Irene stormed from the room, shouting, "Norman, we'll speak of this later."
Norman winked at his daughter. "Let me take care of this. Just have fun."
It was touch and go up until the last minute, not because of Judith's mother, but because the second cutting of hay was ready at the time corn silage was ready. Judy spent hours on the seat of the old Farmall, doing what she could to get the Sorensens caught up, but by noon Friday, they were still way behind. "Looks like we'll have to back out," Ken told Judy over lunch.
"Naw," Chet said. He didn't have to use the wheelchair as much now; he could get around on crutches some, and Ken had even seen him driving the hand-control modified Farmall that Judy usually drove. "Why don't you kids go ahead and go? You've worked hard -- especially you, Judy, when you didn't have to. You deserve a little time off."
The two didn't need much convincing. "We'll work right up to the last minute," Ken promised.
"There's enough to be done," Chet conceded. "Lydia, this afternoon, why don't you take Judy into town so she can get her things and the kids can leave right from here? I think I feel strong enough to drive HER tractor for a little while."
"Thanks, Mr. Sorensen," Judy said. "I appreciate that."
"I'll call the Griswolds and have them pick the kids up here," Lydia agreed.

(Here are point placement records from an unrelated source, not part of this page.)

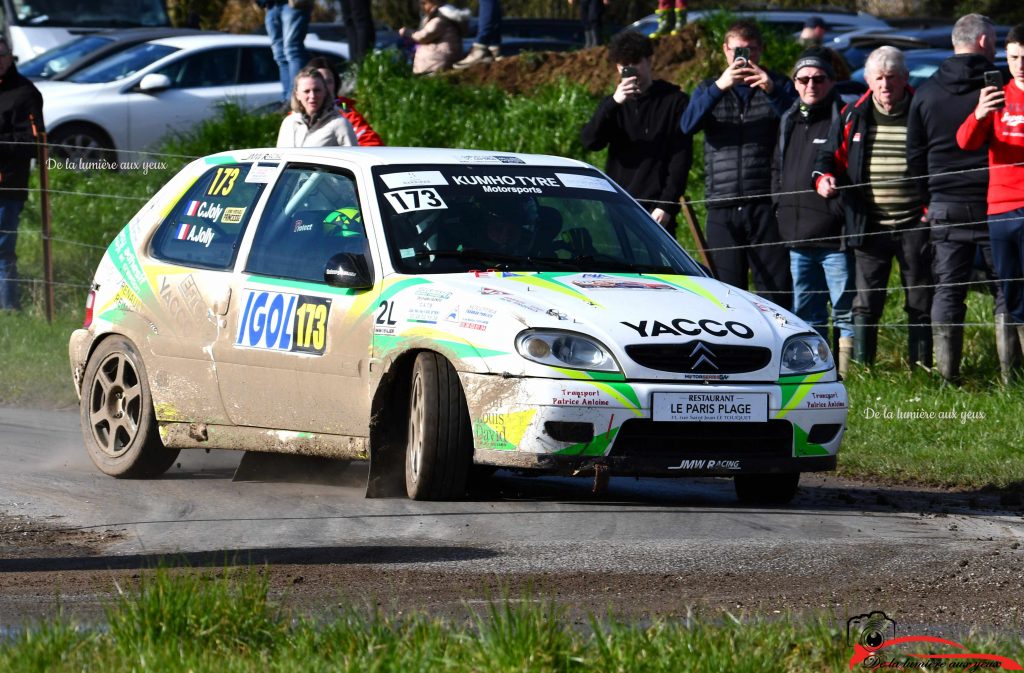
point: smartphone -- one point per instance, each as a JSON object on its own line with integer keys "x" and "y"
{"x": 994, "y": 78}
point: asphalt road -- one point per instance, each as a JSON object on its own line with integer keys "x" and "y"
{"x": 942, "y": 560}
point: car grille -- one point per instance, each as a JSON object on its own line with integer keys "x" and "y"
{"x": 699, "y": 358}
{"x": 645, "y": 438}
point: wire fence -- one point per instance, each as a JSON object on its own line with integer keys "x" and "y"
{"x": 981, "y": 284}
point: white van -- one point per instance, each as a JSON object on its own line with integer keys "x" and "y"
{"x": 35, "y": 26}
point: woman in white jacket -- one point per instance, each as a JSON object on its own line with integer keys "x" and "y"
{"x": 313, "y": 122}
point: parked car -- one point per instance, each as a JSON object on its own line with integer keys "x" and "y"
{"x": 924, "y": 62}
{"x": 434, "y": 309}
{"x": 36, "y": 27}
{"x": 856, "y": 45}
{"x": 786, "y": 20}
{"x": 66, "y": 59}
{"x": 130, "y": 100}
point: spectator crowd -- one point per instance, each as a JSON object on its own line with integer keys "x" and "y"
{"x": 814, "y": 200}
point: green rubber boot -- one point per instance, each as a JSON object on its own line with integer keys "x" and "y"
{"x": 664, "y": 24}
{"x": 680, "y": 22}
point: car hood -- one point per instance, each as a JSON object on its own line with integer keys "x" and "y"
{"x": 52, "y": 90}
{"x": 641, "y": 319}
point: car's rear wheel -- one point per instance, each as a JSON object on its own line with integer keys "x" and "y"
{"x": 81, "y": 142}
{"x": 767, "y": 489}
{"x": 117, "y": 415}
{"x": 439, "y": 446}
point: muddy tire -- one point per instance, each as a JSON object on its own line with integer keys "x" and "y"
{"x": 767, "y": 489}
{"x": 118, "y": 421}
{"x": 439, "y": 445}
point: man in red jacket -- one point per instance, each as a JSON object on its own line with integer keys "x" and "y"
{"x": 998, "y": 120}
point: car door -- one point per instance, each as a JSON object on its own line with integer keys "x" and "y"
{"x": 200, "y": 81}
{"x": 190, "y": 260}
{"x": 294, "y": 352}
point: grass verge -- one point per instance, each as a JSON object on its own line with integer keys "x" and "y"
{"x": 226, "y": 621}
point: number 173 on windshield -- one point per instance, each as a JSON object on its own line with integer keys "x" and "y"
{"x": 406, "y": 201}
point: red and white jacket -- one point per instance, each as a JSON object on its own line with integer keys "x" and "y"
{"x": 1004, "y": 130}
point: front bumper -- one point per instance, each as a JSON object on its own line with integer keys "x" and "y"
{"x": 571, "y": 426}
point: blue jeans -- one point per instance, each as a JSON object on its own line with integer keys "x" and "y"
{"x": 1007, "y": 234}
{"x": 820, "y": 276}
{"x": 10, "y": 209}
{"x": 488, "y": 29}
{"x": 287, "y": 29}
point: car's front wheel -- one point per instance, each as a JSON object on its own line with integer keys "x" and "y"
{"x": 767, "y": 489}
{"x": 439, "y": 446}
{"x": 118, "y": 420}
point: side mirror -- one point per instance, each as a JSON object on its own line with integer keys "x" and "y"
{"x": 348, "y": 270}
{"x": 154, "y": 82}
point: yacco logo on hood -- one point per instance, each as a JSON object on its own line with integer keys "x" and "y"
{"x": 683, "y": 326}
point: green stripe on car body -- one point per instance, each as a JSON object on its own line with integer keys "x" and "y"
{"x": 794, "y": 394}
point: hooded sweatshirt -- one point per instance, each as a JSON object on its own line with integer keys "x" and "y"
{"x": 936, "y": 112}
{"x": 648, "y": 155}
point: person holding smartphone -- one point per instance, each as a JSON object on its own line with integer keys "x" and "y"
{"x": 998, "y": 120}
{"x": 739, "y": 114}
{"x": 953, "y": 183}
{"x": 648, "y": 155}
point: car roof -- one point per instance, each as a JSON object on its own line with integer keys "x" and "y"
{"x": 382, "y": 156}
{"x": 146, "y": 33}
{"x": 212, "y": 40}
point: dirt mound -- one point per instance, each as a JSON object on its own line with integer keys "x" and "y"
{"x": 680, "y": 58}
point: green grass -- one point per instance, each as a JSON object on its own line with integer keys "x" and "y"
{"x": 34, "y": 360}
{"x": 226, "y": 621}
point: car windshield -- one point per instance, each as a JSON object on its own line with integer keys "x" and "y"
{"x": 55, "y": 60}
{"x": 123, "y": 64}
{"x": 441, "y": 219}
{"x": 110, "y": 13}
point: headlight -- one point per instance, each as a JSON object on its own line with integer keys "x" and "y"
{"x": 565, "y": 349}
{"x": 806, "y": 353}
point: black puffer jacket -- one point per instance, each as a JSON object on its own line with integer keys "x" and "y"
{"x": 805, "y": 219}
{"x": 740, "y": 129}
{"x": 938, "y": 109}
{"x": 20, "y": 107}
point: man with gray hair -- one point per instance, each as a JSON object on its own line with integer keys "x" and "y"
{"x": 20, "y": 121}
{"x": 954, "y": 184}
{"x": 866, "y": 158}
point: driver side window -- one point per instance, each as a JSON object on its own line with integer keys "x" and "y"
{"x": 312, "y": 215}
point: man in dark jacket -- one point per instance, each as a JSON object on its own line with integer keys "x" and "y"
{"x": 20, "y": 120}
{"x": 739, "y": 113}
{"x": 955, "y": 191}
{"x": 812, "y": 226}
{"x": 867, "y": 153}
{"x": 648, "y": 155}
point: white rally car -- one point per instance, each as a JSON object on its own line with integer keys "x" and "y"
{"x": 431, "y": 309}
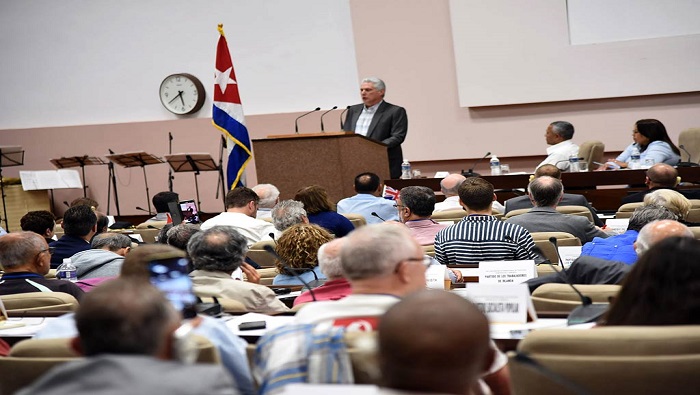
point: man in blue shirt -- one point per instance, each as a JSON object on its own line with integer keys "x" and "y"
{"x": 367, "y": 201}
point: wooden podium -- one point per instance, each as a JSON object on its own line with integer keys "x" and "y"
{"x": 331, "y": 160}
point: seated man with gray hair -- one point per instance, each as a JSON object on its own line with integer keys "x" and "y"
{"x": 105, "y": 258}
{"x": 269, "y": 196}
{"x": 216, "y": 253}
{"x": 128, "y": 335}
{"x": 287, "y": 213}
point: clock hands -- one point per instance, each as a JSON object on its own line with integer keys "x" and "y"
{"x": 179, "y": 94}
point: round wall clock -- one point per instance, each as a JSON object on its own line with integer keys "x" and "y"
{"x": 182, "y": 93}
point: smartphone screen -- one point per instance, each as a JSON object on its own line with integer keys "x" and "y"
{"x": 170, "y": 277}
{"x": 189, "y": 211}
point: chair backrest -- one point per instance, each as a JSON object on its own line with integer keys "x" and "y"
{"x": 46, "y": 303}
{"x": 591, "y": 151}
{"x": 561, "y": 297}
{"x": 611, "y": 360}
{"x": 626, "y": 210}
{"x": 356, "y": 219}
{"x": 690, "y": 139}
{"x": 257, "y": 253}
{"x": 455, "y": 215}
{"x": 563, "y": 239}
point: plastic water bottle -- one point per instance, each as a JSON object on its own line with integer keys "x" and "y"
{"x": 495, "y": 166}
{"x": 573, "y": 164}
{"x": 67, "y": 271}
{"x": 634, "y": 159}
{"x": 405, "y": 170}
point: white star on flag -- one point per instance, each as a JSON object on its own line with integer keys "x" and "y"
{"x": 223, "y": 79}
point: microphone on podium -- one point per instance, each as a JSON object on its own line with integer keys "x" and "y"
{"x": 334, "y": 107}
{"x": 341, "y": 116}
{"x": 296, "y": 121}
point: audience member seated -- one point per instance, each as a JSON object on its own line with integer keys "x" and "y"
{"x": 322, "y": 212}
{"x": 25, "y": 256}
{"x": 336, "y": 287}
{"x": 651, "y": 140}
{"x": 558, "y": 135}
{"x": 660, "y": 176}
{"x": 480, "y": 236}
{"x": 298, "y": 248}
{"x": 160, "y": 204}
{"x": 368, "y": 200}
{"x": 545, "y": 193}
{"x": 620, "y": 248}
{"x": 568, "y": 199}
{"x": 178, "y": 236}
{"x": 216, "y": 253}
{"x": 428, "y": 350}
{"x": 105, "y": 258}
{"x": 41, "y": 222}
{"x": 128, "y": 336}
{"x": 231, "y": 348}
{"x": 288, "y": 213}
{"x": 383, "y": 263}
{"x": 663, "y": 288}
{"x": 241, "y": 207}
{"x": 79, "y": 225}
{"x": 415, "y": 205}
{"x": 449, "y": 186}
{"x": 590, "y": 270}
{"x": 672, "y": 200}
{"x": 269, "y": 196}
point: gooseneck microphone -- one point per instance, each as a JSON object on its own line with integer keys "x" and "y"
{"x": 296, "y": 275}
{"x": 143, "y": 209}
{"x": 296, "y": 121}
{"x": 470, "y": 172}
{"x": 588, "y": 311}
{"x": 334, "y": 107}
{"x": 374, "y": 214}
{"x": 341, "y": 116}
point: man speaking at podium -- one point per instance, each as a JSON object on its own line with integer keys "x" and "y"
{"x": 379, "y": 120}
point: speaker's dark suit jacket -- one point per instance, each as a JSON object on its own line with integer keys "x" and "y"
{"x": 389, "y": 125}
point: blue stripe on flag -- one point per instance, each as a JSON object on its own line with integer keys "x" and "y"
{"x": 239, "y": 154}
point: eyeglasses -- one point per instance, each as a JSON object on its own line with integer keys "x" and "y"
{"x": 425, "y": 260}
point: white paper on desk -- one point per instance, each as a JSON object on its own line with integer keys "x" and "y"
{"x": 50, "y": 179}
{"x": 569, "y": 254}
{"x": 616, "y": 226}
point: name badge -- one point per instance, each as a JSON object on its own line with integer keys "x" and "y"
{"x": 506, "y": 272}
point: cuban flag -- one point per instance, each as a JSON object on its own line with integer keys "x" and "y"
{"x": 227, "y": 115}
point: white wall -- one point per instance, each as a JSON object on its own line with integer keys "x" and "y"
{"x": 78, "y": 62}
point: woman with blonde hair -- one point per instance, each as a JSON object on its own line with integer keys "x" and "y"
{"x": 298, "y": 249}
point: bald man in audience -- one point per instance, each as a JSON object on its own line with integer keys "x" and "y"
{"x": 130, "y": 337}
{"x": 429, "y": 350}
{"x": 591, "y": 270}
{"x": 269, "y": 196}
{"x": 25, "y": 257}
{"x": 660, "y": 176}
{"x": 569, "y": 199}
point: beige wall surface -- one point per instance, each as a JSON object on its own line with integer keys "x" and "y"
{"x": 406, "y": 42}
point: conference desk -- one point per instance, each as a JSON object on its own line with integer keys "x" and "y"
{"x": 615, "y": 184}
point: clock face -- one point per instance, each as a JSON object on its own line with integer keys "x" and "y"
{"x": 182, "y": 94}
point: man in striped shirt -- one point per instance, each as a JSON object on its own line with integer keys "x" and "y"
{"x": 480, "y": 236}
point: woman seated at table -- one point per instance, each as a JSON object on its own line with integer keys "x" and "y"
{"x": 652, "y": 142}
{"x": 663, "y": 287}
{"x": 298, "y": 248}
{"x": 321, "y": 211}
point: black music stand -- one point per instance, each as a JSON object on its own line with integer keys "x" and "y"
{"x": 194, "y": 163}
{"x": 9, "y": 156}
{"x": 78, "y": 161}
{"x": 133, "y": 159}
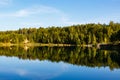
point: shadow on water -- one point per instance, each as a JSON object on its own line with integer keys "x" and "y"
{"x": 80, "y": 56}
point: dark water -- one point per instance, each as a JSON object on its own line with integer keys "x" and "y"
{"x": 59, "y": 63}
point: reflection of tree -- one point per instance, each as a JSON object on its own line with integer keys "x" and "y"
{"x": 74, "y": 55}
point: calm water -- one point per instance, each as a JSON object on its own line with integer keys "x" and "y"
{"x": 59, "y": 63}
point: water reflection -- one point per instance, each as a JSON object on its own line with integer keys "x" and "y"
{"x": 79, "y": 56}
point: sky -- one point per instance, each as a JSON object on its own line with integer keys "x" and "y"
{"x": 15, "y": 14}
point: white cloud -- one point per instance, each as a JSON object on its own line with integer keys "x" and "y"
{"x": 5, "y": 2}
{"x": 31, "y": 11}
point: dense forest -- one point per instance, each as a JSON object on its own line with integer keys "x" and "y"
{"x": 80, "y": 56}
{"x": 75, "y": 34}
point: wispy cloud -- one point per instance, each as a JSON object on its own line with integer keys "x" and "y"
{"x": 5, "y": 2}
{"x": 31, "y": 11}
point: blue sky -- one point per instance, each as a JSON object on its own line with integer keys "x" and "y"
{"x": 15, "y": 14}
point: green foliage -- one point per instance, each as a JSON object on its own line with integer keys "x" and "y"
{"x": 90, "y": 57}
{"x": 75, "y": 34}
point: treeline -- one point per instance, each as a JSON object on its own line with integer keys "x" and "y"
{"x": 75, "y": 34}
{"x": 80, "y": 56}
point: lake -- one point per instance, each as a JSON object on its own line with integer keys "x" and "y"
{"x": 59, "y": 63}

"Mom, let's have that pie," Tom replied. "We've got a lot to get done before these two take off on us."
The Spearfish River was a good two hundred miles from Willow Lake, and getting there was a long trip in Roger Griswold's twelve-passenger van, which was pulling a trailer full of gear. It was a long trip. They stopped for hamburgers along the way, and afterward, Mary Towne tried to organize a hymn sing, but it hadn't gone over very well. Her husband, Jim, was perfectly happy to get away from their three kids for the weekend, and he, Ron Flack, and Roger had gotten into a discussion of motorcycles, while the wives talked about their kids.
Danielle Lee and Greg Jones had been a year ahead of Ken and Judy in school, and were now engaged, but waiting for Greg to get out of college; the four unmarried kids clustered in the rear of the van and listened to Greg talk about life at Western State: "And this guy I had for State and Local Government has to be the dumbest character I've ever met. He gets up in front of this whole classroom of people, and he drones on for the full period in one dull voice, and you can see people dropping off to sleep all over the place."
"Is the work that much harder than high school?" Ken wanted to know.
"Not if you work at it," Greg advised. "Some of the classes fill you up with work pretty good, but you can handle it if you keep your mind at it. The thing is, when you're in college, you're surrounded with people that want to be there, not like in high school where people have to be there. It makes a difference."